You can tell them many nice things about how you can help them with their business, but they will not readily take your word on it. Because, remember this is a cold email and they don’t yet trust you.
So focus on building an element of trust with whatever ammunition you have. If you can tell them about your existing customers, how you have helped them and the nice things they are saying about you, it will help you to start building some trust with the recipient.
Here are some things that you can highlight –
- Number of years in the business
- Total number of customers or users
- Big achievements or iconic projects
- Testimonials or references for marquee customers
Mention just one of these key data points. Don’t go overboard by writing a long list. Remember the 5-10 lines rule. Ultimately, your recipients are not interested in knowing all your customers. It will suffice to give them 2 names that they can recognize.
Focus on value, not on features
If you have followed these cold email marketing tips so far, you’ve succeeded in getting your email opened and building a small degree of trust or familiarity.
Now let’s get to the sales pitch.
Some marketers have a habit of throwing a well articulated feature list at everything, even in their cold emails.
But when it’s a cold email, the recipient has not asked about your product features (not an inbound lead). They don’t even know that they need your product!
So your first job is to convince them that you product can benefit them and maybe they really need it. Writing about the possible use cases and benefits will help much more than talking about the features in regular marketing jargon.
Your email should teach them about the possible benefits. Give them a solution to their problems, rather than advertising your product.
Clear ‘call to action’
When you have followed all of these cold email marketing tips, you’ll be able convince your recipients about the value of your products and services or at least make them curious about it.

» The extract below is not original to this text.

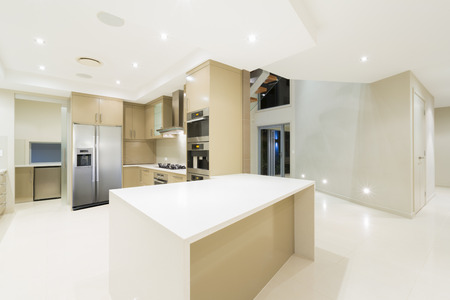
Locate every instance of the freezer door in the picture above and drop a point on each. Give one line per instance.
(83, 176)
(109, 158)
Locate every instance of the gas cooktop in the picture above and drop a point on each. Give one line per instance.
(171, 166)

So while you have their attention, ask them to take a meaningful action to indicate their interest in what you’re selling. Make a clear call to action.

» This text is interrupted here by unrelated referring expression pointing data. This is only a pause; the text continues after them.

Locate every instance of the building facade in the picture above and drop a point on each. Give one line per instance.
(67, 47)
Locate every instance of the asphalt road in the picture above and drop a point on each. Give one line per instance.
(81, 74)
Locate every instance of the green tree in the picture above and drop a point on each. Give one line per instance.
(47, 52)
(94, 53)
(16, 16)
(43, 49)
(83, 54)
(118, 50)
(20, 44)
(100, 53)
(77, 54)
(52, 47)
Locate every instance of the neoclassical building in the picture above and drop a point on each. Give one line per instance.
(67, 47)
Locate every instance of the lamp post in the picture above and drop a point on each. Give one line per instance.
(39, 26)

Without a clearly stated call to action, customer can go on about his day and forget about your little email in 1-2 days. So without a call to action, you risk losing all the hard work invested in your cold email.
What action you should ask for depends on a variety of factors like brand recognition, trust factor, average selling price, purchase decision making cycle.
For simpler, cheaper products you can directly give them a link to your online store.
But for more complex and expensive solutions, purchase decision will be made by multiple stakeholders, discussions will take a few weeks. So you can ask your recipients to take the first step in this long sales cycle – ask for a demo or a meeting or even a phone call.
But in any case, make a clear call to action.
Warm up email account and test deliverability
When you want to send cold emails at scale, with or without automation, you will need to first warm up your email account. If you send a few thousand cold emails in the very first week from a new email account, there are very strong chances of your emails landing in SPAM.
Spam filters look at the history of your email account when deciding whether or not to classify your emails are spam. If you only have outgoing email traffic, if majority of your emails are identical and if many people just ignore your cold emails, then there’s a high chance you are spamming them. So spam filters will put your subsequent emails in the SPAM folder.
To avoid this, you will need to first warm up your email account by –
- Subscribing to a bunch of newsletters to get incoming email traffic
- Send a small number of emails initially, gradually increasing the daily number of 4-6 weeks
- Start by having meaningful email exchanges with people you know, to establish some credible email usage history.
After a successful warm up, you should also test the deliverability of your emails before starting any cold email automation campaign.